Anti-DNA antibodies


Introduction

Elevated anti-double-stranded (ds) DNA antibody titers are diagnostic and prognostic markers of systemic lupus erythematosus (SLE), and their presence is well documented to correlate with lupus nephritis. These antibodies are often deposited in the glomeruli and can be eluted from the kidneys of SLE patients and lupus mice. Moreover, passively transferring anti-dsDNA antibodies into mice can induce proteinuria. The observation that a subset of anti-dsDNA antibodies cross-reacts to the N-methyl- d -aspartate receptor (NMDAR) on neurons has led to the discovery of another pathogenic role for these antibodies in neuropsychiatric lupus. Finally, these antibodies form immune complexes, and, in so doing, facilitate the entry of DNA, a toll-like receptor (TLR)-9 ligand, into the cell to activate downstream inflammatory pathways.

Cellular source of anti-DNA antibodies

There are two B-cell lineages in mice; one gives rise to B1 cells and one to marginal zone and follicular B cells.
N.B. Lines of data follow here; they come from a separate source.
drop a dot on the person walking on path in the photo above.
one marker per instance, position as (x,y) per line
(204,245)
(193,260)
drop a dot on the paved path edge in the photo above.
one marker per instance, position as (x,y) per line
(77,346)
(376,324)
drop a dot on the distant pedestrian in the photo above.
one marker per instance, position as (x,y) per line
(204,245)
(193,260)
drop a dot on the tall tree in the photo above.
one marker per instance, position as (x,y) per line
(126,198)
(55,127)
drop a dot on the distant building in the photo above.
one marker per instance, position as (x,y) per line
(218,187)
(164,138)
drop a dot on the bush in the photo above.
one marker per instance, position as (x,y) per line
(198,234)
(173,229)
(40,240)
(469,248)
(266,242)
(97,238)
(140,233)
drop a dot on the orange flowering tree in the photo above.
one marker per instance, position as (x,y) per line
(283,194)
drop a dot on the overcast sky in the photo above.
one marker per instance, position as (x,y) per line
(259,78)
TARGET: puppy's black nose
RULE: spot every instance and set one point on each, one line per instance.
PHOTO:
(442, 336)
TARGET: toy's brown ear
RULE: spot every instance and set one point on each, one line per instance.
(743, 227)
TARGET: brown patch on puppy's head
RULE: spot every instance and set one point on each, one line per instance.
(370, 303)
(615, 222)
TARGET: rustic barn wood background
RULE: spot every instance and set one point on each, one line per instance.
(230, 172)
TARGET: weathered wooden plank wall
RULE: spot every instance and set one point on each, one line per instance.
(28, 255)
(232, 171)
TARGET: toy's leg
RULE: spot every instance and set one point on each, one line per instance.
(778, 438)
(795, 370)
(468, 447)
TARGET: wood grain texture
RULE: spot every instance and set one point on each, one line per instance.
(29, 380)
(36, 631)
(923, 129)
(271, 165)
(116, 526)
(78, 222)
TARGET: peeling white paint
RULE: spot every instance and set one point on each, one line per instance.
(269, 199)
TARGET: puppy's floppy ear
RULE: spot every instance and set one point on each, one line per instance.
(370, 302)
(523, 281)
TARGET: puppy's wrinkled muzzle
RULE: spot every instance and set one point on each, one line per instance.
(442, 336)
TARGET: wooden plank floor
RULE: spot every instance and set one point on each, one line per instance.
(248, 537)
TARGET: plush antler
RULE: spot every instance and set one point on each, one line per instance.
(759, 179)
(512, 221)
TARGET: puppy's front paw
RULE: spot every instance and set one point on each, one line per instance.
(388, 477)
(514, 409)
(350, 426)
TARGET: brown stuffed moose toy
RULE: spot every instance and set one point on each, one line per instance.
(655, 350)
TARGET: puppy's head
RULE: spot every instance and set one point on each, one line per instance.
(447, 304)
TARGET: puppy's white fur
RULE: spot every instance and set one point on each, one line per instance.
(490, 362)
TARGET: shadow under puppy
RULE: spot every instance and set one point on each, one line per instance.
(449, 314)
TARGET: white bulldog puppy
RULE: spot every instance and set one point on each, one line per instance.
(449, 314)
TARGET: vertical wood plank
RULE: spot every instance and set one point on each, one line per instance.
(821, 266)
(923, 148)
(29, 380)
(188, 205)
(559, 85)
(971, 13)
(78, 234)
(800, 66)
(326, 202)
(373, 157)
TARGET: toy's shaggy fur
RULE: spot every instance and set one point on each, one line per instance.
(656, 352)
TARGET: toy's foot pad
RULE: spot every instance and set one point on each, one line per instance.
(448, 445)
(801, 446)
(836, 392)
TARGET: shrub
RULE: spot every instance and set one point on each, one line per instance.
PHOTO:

Presumably, these same two lineages are present in humans. B1 cells originate in the fetal liver, self-renew, produce germline-encoded antibodies, have a limited repertoire of immunoglobulin (Ig) genes, and respond to antigen without cognate T-cell help. B1 cells usually produce IgM or IgA antibodies. Marginal zone and follicular B cells arise from hematopoietic stem cells in the bone marrow continuously throughout adult life. Marginal zone B cells, like B1 cells, have a relatively limited repertoire and are able to respond to antigen and differentiate into plasma cells (PC) without a requirement for cognate T-cell help. Many autoreactive B cells that are present in healthy individuals and produce the antibodies that help clear apoptotic debris have a marginal zone phenotype. Follicular B cells express the most diverse repertoire and require both antigen and cognate T-cell help to differentiate into either short-lived PCs through an extrafollicular (EF) reaction or to form a germinal center (GC) and become memory cells or long-lived PCs, which are usually class-switched.

In mice, it is clear that B1 cells, marginal zone, or follicular B cells can each be the source for pathogenic anti-DNA antibodies. In patients, most data suggest that follicular B cells are the source of pathogenic anti-DNA antibodies, as the antibodies are encoded by a diverse set of Ig genes, are of the IgG isotype, and exhibit evidence of somatic hypermutation (SHM), as discussed later. The presence of high levels of interferon (IFN) in many SLE patients may skew activated follicular B cells to a short-lived PC phenotype, rather than a GC response, and so lead to relatively rapid alterations in anti-dsDNA antibody titers.